La contrepartie principale : la responsabilité est en principe illimitée. Les dettes professionnelles peuvent impacter votre patrimoine privé.
⚠️ Nuance importante : depuis la loi du 15 juillet 2018, l’indépendant en personne physique peut protéger son habitation familiale principale contre les créanciers professionnels, via une déclaration d’insaisissabilité devant notaire. Cette protection est automatique depuis 2018 — vous n’avez plus besoin de démarche spécifique pour en bénéficier.
L’indépendant en société (personne morale — SRL, SA, SC…)
Cette forme est plus complexe à mettre en place, mais elle offre une meilleure séparation entre patrimoine privé et professionnel. La forme la plus utilisée est aujourd’hui la SRL (Société à Responsabilité Limitée), qui ne requiert plus de capital minimum depuis la réforme du Code des sociétés et des associations (CSA).
Elle devient fiscalement intéressante à partir d’un certain niveau de revenus, notamment grâce au taux réduit d’ISOC de 20 % sur la première tranche de 100 000 € de bénéfice pour les PME.
| Personne physique | En société (SRL) | |
|---|---|---|
| Démarches de création | Simples et rapides | Plus complexes (notaire, statuts) |
| Responsabilité | Illimitée (sauf habitation principale) | Limitée au patrimoine de la société |
| Fiscalité | IPP (jusqu’à 50 %) | ISOC (20 % ou 25 %) |
| Capital minimum | – | Aucun (depuis le CSA) |
| Idéal pour | Démarrage, activité à faible risque | Revenus élevés, protection patrimoniale |
Le choix dépend du niveau de risque, du revenu attendu et de votre situation personnelle et familiale. Un expert-comptable peut réaliser une simulation pour vous aider à trancher.
Les différents types d’indépendants en Belgique
Le statut d’indépendant n’est pas monolithique. Il existe quatre types principaux, chacun avec ses propres règles de cotisations sociales et de droits.

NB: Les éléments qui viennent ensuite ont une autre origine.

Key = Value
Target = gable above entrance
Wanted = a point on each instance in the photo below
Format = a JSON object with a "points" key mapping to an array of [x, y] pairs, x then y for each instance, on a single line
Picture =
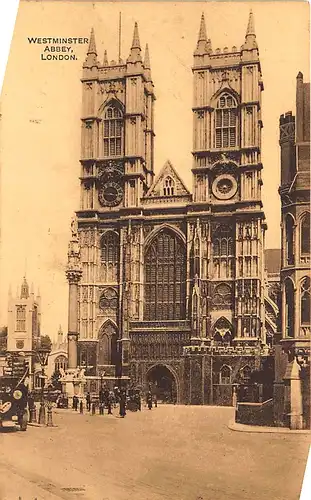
{"points": [[168, 184]]}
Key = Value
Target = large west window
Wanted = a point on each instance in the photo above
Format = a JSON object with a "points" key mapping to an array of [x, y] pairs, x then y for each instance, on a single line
{"points": [[165, 276], [226, 120], [113, 131]]}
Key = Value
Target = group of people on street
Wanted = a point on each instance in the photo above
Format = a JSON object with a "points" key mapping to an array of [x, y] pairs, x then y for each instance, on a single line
{"points": [[126, 399]]}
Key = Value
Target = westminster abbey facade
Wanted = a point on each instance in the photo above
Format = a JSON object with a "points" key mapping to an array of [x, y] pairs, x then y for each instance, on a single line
{"points": [[170, 284]]}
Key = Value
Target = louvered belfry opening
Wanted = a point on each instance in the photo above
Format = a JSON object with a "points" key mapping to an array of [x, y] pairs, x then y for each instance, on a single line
{"points": [[165, 278]]}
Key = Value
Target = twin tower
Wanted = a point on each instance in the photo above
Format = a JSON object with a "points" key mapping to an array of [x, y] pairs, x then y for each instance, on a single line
{"points": [[152, 267]]}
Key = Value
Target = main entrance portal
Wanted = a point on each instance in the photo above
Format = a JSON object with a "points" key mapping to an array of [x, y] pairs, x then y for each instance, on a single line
{"points": [[163, 384]]}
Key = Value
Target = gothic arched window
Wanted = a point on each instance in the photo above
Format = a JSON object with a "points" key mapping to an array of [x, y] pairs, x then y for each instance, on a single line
{"points": [[225, 375], [168, 186], [226, 119], [223, 251], [305, 235], [305, 309], [113, 131], [165, 276], [61, 362], [107, 345], [289, 308], [109, 248], [289, 228]]}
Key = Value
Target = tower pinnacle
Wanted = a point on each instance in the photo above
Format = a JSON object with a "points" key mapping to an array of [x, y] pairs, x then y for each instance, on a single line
{"points": [[250, 37], [204, 45], [147, 63], [135, 55], [202, 33], [92, 45], [91, 55]]}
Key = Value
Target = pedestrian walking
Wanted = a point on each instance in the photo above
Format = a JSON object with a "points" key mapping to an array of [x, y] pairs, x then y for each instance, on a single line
{"points": [[122, 401], [149, 400], [110, 402]]}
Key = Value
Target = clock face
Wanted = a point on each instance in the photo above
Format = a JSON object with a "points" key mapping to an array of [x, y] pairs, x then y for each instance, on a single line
{"points": [[224, 187], [110, 194]]}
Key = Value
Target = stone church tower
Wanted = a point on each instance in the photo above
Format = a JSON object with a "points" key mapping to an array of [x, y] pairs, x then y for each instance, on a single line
{"points": [[166, 286]]}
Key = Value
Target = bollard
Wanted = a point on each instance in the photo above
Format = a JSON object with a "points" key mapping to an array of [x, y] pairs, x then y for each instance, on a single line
{"points": [[41, 414], [32, 414], [50, 415]]}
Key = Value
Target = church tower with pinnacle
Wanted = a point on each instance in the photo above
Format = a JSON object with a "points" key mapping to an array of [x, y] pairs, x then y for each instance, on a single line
{"points": [[227, 182], [166, 287]]}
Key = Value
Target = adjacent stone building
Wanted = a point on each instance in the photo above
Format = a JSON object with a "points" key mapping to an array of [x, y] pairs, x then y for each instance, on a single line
{"points": [[292, 390], [166, 286]]}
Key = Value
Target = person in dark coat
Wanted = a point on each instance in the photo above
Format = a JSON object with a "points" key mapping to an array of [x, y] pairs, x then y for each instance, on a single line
{"points": [[88, 401], [122, 400], [149, 400]]}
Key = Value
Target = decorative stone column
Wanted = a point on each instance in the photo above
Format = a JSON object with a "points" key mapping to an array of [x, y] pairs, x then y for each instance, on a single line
{"points": [[73, 277], [293, 395]]}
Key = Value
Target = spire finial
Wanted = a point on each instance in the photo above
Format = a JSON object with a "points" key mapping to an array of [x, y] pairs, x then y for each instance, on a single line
{"points": [[92, 45], [106, 63], [136, 42], [135, 48], [147, 58], [202, 33], [251, 25]]}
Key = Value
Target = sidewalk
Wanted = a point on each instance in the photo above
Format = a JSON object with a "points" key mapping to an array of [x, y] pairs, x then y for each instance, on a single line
{"points": [[234, 426]]}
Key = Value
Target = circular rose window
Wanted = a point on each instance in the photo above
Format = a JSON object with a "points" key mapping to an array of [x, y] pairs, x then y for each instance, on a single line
{"points": [[224, 187]]}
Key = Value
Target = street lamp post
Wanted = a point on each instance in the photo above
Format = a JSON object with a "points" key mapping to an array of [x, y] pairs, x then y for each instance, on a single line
{"points": [[43, 355]]}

L’indépendant à titre principal
L’activité indépendante est votre activité professionnelle principale. Vous ne disposez d’aucune autre source de revenu professionnel significative. Ce statut implique le paiement de cotisations sociales complètes et l’ouverture de tous les droits sociaux (pension, maladie, maternité, droit passerelle).
En 2026, la cotisation minimum trimestrielle s’élève à environ 920 € (montant indexé annuellement — vérifiez le montant exact auprès de votre caisse d’assurances sociales).

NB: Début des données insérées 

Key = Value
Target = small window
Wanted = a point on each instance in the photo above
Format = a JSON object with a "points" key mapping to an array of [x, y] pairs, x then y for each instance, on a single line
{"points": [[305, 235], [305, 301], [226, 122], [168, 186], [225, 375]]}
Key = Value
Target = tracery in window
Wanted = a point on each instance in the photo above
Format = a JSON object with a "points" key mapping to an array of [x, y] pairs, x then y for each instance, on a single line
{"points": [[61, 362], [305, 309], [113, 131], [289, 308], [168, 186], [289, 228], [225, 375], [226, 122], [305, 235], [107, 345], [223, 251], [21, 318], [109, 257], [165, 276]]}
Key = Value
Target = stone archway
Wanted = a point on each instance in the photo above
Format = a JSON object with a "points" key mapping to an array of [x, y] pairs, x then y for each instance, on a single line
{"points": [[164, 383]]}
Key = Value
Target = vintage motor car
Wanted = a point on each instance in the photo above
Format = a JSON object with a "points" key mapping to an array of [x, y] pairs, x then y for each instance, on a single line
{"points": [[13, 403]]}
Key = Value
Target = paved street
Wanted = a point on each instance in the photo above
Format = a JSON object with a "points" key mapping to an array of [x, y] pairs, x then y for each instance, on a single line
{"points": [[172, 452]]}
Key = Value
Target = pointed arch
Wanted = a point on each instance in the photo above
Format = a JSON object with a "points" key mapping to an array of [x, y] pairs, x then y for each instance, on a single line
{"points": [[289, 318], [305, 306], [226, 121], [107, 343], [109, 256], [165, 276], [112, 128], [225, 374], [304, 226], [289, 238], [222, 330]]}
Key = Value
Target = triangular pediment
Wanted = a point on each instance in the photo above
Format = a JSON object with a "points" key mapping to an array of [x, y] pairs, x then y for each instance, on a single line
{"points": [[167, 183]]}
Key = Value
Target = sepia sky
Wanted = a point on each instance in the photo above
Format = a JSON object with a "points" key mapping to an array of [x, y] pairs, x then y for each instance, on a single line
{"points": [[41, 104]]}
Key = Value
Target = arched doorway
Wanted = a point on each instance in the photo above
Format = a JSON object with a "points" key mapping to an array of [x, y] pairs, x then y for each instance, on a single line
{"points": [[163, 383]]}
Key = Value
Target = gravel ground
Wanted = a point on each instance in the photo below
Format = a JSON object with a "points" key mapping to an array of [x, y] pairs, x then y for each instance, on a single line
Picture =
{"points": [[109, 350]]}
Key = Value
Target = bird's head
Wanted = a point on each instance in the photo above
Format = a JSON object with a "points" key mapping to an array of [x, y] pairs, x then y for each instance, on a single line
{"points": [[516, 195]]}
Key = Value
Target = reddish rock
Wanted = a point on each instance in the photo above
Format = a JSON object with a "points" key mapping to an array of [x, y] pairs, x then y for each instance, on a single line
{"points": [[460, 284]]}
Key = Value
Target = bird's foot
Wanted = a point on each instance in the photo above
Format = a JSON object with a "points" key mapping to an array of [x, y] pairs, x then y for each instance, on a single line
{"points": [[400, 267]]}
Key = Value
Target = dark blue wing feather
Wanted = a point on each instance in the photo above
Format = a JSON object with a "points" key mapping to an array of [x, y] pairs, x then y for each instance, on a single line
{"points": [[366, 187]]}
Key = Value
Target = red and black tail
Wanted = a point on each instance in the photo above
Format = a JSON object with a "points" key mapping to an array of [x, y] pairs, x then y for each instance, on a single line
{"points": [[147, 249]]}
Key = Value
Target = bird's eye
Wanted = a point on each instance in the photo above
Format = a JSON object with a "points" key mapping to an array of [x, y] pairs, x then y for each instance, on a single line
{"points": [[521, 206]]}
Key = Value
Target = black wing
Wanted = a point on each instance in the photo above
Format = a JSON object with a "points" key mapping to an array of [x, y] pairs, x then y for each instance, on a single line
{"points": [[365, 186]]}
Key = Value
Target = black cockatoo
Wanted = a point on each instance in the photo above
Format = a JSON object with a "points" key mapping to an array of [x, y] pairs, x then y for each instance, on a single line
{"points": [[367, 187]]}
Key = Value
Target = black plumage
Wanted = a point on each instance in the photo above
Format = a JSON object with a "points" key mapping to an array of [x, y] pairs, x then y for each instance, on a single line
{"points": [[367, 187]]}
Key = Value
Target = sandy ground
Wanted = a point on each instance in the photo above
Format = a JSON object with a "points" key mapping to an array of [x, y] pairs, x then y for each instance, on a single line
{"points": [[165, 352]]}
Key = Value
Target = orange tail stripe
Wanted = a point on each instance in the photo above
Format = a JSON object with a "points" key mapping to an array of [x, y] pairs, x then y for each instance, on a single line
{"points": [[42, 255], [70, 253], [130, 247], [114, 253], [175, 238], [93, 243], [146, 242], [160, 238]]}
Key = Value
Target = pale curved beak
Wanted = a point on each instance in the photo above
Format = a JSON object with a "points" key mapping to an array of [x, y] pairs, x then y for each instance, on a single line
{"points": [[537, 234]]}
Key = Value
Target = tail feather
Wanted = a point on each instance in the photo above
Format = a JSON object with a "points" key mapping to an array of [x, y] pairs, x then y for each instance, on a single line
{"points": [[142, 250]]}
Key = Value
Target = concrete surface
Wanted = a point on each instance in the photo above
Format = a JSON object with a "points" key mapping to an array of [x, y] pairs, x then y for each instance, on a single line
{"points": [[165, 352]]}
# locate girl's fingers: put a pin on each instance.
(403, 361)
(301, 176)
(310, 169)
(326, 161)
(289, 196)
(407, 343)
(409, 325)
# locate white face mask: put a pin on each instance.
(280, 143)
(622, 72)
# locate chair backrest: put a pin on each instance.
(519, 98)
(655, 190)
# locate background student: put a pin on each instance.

L’indépendant à titre complémentaire
L’activité indépendante est exercée en plus d’un emploi salarié ou de fonctionnaire (à mi-temps minimum). Les droits sociaux sont couverts par le statut salarié principal, ce qui permet des cotisations sociales nettement moins élevées — sans cotisation minimum obligatoire.

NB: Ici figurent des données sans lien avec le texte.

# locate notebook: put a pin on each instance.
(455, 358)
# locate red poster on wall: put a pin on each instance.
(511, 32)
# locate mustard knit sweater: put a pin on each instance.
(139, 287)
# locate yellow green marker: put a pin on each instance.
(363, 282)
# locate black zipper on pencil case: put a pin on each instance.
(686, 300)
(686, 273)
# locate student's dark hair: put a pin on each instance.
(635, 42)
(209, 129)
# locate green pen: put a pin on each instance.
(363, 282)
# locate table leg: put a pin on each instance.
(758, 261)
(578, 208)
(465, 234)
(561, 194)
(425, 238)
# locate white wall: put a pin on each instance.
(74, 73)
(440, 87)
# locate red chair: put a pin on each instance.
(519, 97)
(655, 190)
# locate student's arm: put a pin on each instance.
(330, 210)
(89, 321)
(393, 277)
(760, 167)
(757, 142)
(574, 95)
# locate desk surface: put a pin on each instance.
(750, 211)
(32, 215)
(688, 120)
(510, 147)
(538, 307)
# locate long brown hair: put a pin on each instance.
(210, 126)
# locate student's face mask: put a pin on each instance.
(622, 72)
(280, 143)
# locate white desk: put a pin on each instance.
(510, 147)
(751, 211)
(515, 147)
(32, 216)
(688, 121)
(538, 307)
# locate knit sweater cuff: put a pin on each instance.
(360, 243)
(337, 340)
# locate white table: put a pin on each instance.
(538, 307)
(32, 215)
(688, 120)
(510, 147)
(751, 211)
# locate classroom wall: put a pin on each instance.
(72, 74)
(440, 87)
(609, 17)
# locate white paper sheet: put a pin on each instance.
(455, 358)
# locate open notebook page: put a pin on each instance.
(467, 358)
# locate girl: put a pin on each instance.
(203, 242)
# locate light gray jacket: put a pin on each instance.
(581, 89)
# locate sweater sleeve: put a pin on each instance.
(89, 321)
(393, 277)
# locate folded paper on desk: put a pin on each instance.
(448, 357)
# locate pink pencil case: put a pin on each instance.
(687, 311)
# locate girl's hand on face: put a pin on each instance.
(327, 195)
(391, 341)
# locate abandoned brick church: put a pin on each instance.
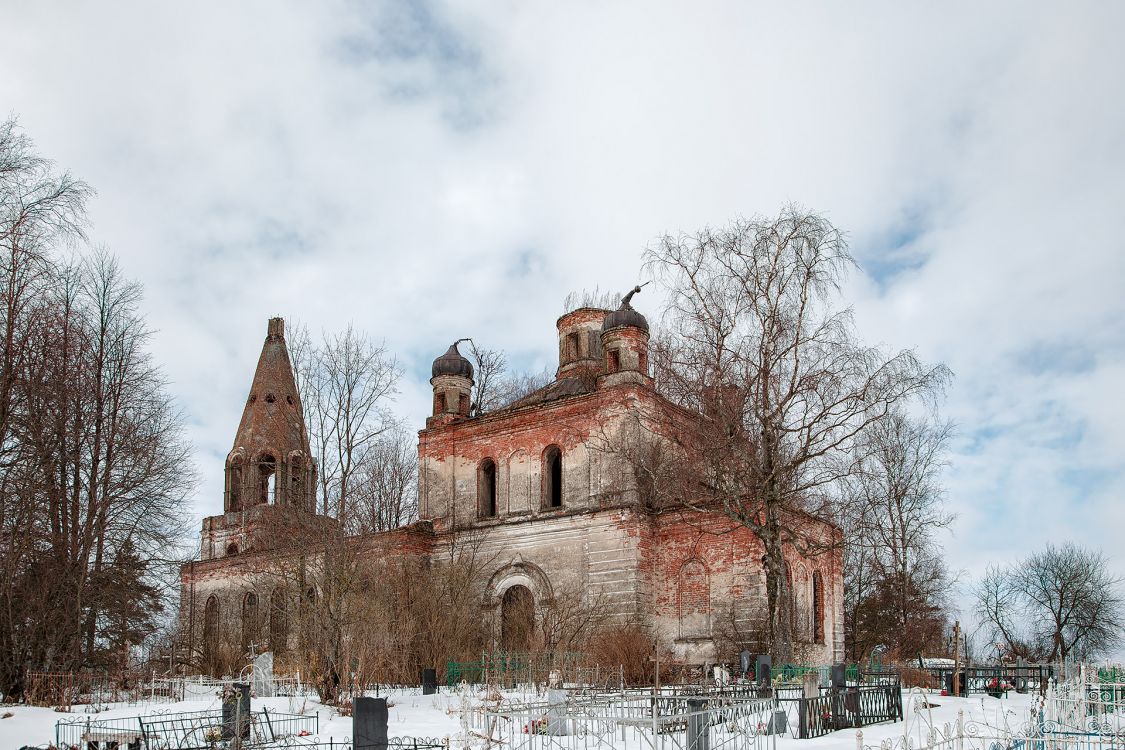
(531, 485)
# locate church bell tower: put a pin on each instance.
(269, 473)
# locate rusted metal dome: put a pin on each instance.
(624, 316)
(452, 363)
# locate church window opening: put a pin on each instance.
(694, 601)
(296, 495)
(486, 489)
(518, 619)
(279, 626)
(552, 477)
(572, 346)
(235, 485)
(818, 607)
(210, 626)
(250, 623)
(267, 469)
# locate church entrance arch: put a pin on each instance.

C’est souvent la voie idéale pour tester un projet entrepreneurial avant de basculer à temps plein.
L’indépendant pensionné
Les pensionnés peuvent exercer une activité indépendante sous certaines conditions. Depuis les réformes de 2015 et 2021, les règles ont été progressivement assouplies : un pensionné justifiant d’une carrière complète peut exercer une activité indépendante sans limite de revenus. En l’absence de carrière complète, un plafond de revenus s’applique. Les cotisations sociales sont calculées à un taux réduit.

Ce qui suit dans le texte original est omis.